For hardworking men and women, retirement should be something to look forward to. Unfortunately, for many individuals, a comfortable, secure retirement seems unattainable. That’s why it’s important that we, as policymakers, are doing what we can to help Americans build a secure retirement. Part of that effort is ensuring they have the tools they need to plan for the future. For years, that’s been our goal, and that’s exactly why we are here today.

When the Department of Labor first proposed changes to the rules governing retirement advice, we had concerns. We completely agreed – and still do – that financial advisors should be required to act in their clients’ best interests. Instead, our concerns were focused on the details of the department’s proposal.

It became clear that rather than help individuals obtain high-quality retirement advice, the proposal would make retirement planning harder for those most in need of assistance. So we, along with a number of our Democratic colleagues, called for the department to rethink its proposal. We held hearings and wrote letters, and eventually, the department decided to go back to the drawing board. Unfortunately, when they released their revised proposal last year, it was similarly flawed.

Once again, it became clear the department’s approach would make retirement advice unaffordable or inaccessible for low- and middle-income families. Once again, we heard from small business owners who explained how they will be unable to offer their employees retirement plans if the department’s rule goes into effect. And once again, we weren’t alone in our concerns.

Much like with the department’s first proposal, our Democratic colleagues in both the House and the Senate spoke out against the rule. In fact, nearly 100 House Democrats – including members of this committee – wrote to Secretary of Perez about concerns they were hearing, concerns that the proposal could limit the ability of certain individuals to access retirement advice. Those House Democrats also urged the department to seek a balanced approach that protects individuals while still protecting access to retirement investment advice for all Americans.

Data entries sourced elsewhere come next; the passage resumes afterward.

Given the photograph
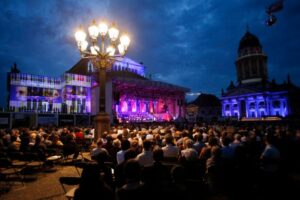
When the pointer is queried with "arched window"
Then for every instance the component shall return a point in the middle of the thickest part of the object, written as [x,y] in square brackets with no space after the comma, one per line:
[276,104]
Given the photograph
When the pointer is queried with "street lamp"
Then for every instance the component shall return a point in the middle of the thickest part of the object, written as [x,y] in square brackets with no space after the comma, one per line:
[104,49]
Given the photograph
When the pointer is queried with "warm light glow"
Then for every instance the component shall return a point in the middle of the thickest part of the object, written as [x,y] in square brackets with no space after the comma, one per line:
[121,49]
[113,33]
[111,50]
[82,45]
[94,30]
[103,28]
[80,35]
[125,41]
[95,49]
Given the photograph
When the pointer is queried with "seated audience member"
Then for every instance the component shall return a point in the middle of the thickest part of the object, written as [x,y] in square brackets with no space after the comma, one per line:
[189,153]
[214,168]
[170,150]
[70,147]
[120,154]
[146,157]
[98,149]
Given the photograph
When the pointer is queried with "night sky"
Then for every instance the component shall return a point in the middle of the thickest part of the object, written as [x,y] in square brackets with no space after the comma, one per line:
[192,43]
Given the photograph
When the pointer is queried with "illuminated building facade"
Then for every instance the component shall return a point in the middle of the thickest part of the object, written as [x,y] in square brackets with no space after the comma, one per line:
[254,96]
[130,96]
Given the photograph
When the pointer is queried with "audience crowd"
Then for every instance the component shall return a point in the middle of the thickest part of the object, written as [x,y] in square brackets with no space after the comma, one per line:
[148,161]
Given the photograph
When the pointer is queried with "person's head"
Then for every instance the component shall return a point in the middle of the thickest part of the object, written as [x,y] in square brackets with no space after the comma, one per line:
[99,142]
[269,139]
[147,145]
[212,141]
[129,154]
[132,170]
[188,143]
[237,137]
[169,139]
[178,173]
[216,151]
[125,144]
[158,154]
[226,141]
[101,157]
[90,174]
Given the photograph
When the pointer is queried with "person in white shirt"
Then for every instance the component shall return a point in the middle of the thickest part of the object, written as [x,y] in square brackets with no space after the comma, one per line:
[170,150]
[120,154]
[146,157]
[98,149]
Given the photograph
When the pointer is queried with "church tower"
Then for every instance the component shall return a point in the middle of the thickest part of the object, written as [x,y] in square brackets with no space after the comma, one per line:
[251,64]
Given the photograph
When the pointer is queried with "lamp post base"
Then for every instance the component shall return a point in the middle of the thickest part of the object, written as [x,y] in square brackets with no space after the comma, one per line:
[102,124]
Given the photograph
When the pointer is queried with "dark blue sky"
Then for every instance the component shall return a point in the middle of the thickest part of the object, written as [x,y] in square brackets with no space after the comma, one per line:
[192,43]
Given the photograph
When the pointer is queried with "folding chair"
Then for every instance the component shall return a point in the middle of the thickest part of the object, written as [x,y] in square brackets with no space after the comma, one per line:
[70,181]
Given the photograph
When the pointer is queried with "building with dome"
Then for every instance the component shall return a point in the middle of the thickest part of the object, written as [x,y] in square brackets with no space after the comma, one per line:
[253,95]
[130,96]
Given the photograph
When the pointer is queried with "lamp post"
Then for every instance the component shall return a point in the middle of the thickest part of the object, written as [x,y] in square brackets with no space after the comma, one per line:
[104,43]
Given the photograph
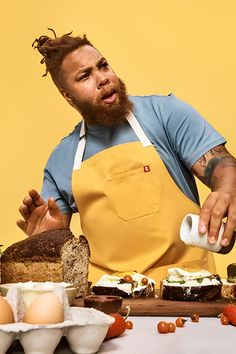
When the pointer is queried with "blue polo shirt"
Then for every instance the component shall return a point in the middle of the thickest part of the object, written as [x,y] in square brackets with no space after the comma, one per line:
[176,130]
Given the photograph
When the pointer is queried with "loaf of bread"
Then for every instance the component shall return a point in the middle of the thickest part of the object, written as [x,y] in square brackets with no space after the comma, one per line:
[54,255]
[198,285]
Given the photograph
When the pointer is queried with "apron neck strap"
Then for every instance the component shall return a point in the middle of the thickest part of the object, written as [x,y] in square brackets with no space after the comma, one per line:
[132,120]
[134,123]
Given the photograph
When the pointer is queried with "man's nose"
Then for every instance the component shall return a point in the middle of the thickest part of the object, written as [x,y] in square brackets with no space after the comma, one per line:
[102,80]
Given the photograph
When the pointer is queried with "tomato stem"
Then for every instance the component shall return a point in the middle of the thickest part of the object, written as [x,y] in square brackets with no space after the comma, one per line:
[128,312]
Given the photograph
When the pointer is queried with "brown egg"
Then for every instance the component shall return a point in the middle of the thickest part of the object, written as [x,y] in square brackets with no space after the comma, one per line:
[6,313]
[46,308]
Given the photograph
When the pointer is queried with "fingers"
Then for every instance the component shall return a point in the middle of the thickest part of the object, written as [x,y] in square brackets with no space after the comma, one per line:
[22,225]
[36,197]
[215,208]
[30,202]
[230,226]
[53,208]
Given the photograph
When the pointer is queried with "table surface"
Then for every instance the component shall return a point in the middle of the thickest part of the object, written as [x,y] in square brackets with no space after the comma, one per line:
[206,336]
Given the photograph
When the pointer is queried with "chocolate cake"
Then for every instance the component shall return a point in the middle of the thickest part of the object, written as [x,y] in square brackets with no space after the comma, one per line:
[125,284]
[54,255]
[185,285]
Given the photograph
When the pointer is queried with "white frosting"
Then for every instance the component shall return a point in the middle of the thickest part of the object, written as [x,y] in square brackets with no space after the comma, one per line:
[182,277]
[114,281]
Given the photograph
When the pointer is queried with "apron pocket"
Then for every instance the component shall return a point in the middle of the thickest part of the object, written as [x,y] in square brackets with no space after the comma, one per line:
[133,194]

That’s exactly the approach we took in developing the two proposals we’re considering today. With the administration clearly intent on pushing forward a flawed proposal, I – along with several colleagues from both sides of the aisle – began working to come up with a legislative solution. We developed a set of principles to guide that effort, and after much work and collaboration, we put forward these two bills.

Some say we should wait until the department finalizes its proposal. In other words, we should wait until it’s too late. Instead, we drafted a bill that gives the administration a chance to get it right. If they release a responsible rule, Congress will approve the plan, and it will go into effect. If not, our bipartisan alternative will do what the department couldn’t.

These proposals will strengthen retirement planning by requiring financial advisors to look out for their clients’ best interests. They will enhance transparency and accountability with several clear, simple, and relevant disclosure requirements. And they will protect access to high-quality, affordable retirement advice for all workers, retirees, and small business owners. I’m confident our bipartisan solution will ensure more Americans are able to successfully plan for their futures and, as a result, are able to look forward to their hard-earned retirement.

The changes in the proposed substitute amendment make a number of technical and clarifying changes to the original bill. I urge my colleagues to support the substitute, as well as the underlying bill, and I yield back the balance of my time.